From Deseret News archives:
Get Carter
Jesse Helms is going to love "Get Carter." He may be the only one.
Every single character in the movie smokes, ensuring a rich crop of consumers for Helms' home state's government-supported cash crop. Helms will also be delighted that, in the movie, pornographers get wasted and billionaires get all the breaks.
The billionaires and pornographers are in Seattle, where Sylvester Stallone is a guy named Carter who's trying to figure out who killed his brother. Stallone, whose skin is the color of raw sirloin and who appears not to have slept since "Rocky," is meant to be the moral center of the movie, but there are two problems with that. He's a vicious killer, for starters, but, even more distractingly, he has to wade through way too many scenes in which show-offy camera work turns him upside down or flashes lights at him.

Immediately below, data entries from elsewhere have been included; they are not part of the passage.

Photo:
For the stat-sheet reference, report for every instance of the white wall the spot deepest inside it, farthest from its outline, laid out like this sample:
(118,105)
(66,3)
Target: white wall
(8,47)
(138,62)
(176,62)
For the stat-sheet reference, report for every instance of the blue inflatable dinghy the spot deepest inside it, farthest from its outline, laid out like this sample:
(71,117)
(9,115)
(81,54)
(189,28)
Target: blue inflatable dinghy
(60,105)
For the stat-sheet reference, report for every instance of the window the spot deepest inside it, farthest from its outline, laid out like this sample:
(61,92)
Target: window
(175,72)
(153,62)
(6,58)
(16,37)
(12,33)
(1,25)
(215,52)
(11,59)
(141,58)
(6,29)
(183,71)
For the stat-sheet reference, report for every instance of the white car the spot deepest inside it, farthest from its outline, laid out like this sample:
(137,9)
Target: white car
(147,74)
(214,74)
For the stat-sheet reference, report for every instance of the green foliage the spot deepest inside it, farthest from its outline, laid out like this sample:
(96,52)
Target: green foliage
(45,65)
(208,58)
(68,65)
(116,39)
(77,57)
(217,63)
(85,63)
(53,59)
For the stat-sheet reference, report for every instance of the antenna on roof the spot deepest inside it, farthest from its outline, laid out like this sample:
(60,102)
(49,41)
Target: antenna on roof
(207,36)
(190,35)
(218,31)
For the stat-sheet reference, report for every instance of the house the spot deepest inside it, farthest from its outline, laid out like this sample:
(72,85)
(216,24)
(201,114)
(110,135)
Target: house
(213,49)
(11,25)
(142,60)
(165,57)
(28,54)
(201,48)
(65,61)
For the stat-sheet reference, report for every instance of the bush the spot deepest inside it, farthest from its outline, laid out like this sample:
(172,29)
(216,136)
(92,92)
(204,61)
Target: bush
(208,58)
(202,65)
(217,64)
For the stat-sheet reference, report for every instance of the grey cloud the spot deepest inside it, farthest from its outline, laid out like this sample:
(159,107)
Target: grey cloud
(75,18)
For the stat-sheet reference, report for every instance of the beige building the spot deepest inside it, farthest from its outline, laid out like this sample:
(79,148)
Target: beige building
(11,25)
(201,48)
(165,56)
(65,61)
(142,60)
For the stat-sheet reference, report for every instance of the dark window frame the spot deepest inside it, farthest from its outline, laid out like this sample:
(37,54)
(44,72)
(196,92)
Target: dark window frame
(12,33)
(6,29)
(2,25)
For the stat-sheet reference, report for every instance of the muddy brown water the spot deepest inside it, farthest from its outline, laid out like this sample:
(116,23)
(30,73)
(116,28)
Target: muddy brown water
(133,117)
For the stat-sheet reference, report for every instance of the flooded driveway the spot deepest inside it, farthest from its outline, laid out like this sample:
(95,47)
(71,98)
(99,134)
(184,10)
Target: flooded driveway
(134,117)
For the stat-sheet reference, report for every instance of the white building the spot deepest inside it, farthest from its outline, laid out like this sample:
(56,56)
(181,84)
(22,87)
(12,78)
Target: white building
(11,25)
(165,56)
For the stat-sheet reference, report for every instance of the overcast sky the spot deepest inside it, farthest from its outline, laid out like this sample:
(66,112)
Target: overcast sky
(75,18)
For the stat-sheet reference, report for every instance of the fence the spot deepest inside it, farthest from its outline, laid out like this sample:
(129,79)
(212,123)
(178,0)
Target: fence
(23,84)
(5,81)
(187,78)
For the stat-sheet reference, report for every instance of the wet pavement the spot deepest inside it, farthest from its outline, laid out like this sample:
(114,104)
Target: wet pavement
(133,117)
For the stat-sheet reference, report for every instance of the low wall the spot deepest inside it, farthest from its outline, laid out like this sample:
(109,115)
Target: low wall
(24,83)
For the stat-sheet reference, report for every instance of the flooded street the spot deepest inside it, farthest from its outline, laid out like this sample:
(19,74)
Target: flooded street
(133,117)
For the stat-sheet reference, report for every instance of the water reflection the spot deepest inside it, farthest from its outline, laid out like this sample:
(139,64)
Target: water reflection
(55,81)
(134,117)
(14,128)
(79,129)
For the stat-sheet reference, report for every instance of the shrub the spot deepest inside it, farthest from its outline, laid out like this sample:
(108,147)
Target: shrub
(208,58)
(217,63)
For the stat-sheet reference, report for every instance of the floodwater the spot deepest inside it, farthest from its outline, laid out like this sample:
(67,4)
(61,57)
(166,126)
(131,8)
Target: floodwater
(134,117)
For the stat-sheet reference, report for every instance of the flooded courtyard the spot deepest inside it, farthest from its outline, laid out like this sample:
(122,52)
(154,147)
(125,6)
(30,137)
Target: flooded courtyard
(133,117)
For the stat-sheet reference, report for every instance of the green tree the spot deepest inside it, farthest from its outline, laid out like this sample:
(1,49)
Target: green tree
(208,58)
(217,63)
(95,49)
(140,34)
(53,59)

You understand why the pyrotechnics are being used to distract us from the dumbness of the dialogue but eventually you feel like shouting, "Let's get to the bloodbath, already!"
The dialogue isn't just garden-variety dumb, either. It's really dumb. Here's Stallone, comforting his niece (Rachael Leigh Cook) and sounding like Monday through Friday of a platitude-of-the-day calendar: "It is what it is. We can't change history. You just get past it. It's all up ahead. It's all new."
Well, it's not quite all new. Action-wise, "Get Carter" is exactly what you'd expect: squealing tires, a woman who wishes our hero would settle down, broken glass, stylish conjugation of the favorite curse word from the Tarantino school of writing, bullet shells, The End.
The whole thing has been photographed with "arty" gray filters that make Seattle look like they replaced all the green parts with blue.
The blue-ish cast is surprisingly strong. Surrounded by high-powered actors (Miranda Richardson, Alan Cumming, Mickey Rourke and Michael Caine in exactly the kind of lousy, take-the-money-and-run role he promised the 1999 Golden Globes audience he wouldn't do again), Stallone, wisely, underplays his lines. But he he does it so effectively that he gets lost in all the visual hoo-haw that surrounds him.
Sure, we understand why director Stephen T. Kay indulges in all the trickery, but that doesn't make us enjoy the movie any more. We want him to tell us a story but, instead, he's just blowing smoke.
"Get Carter" is rated R for violence, sexually suggestive scenes, drug use and raw language. Running time: 102 minutes.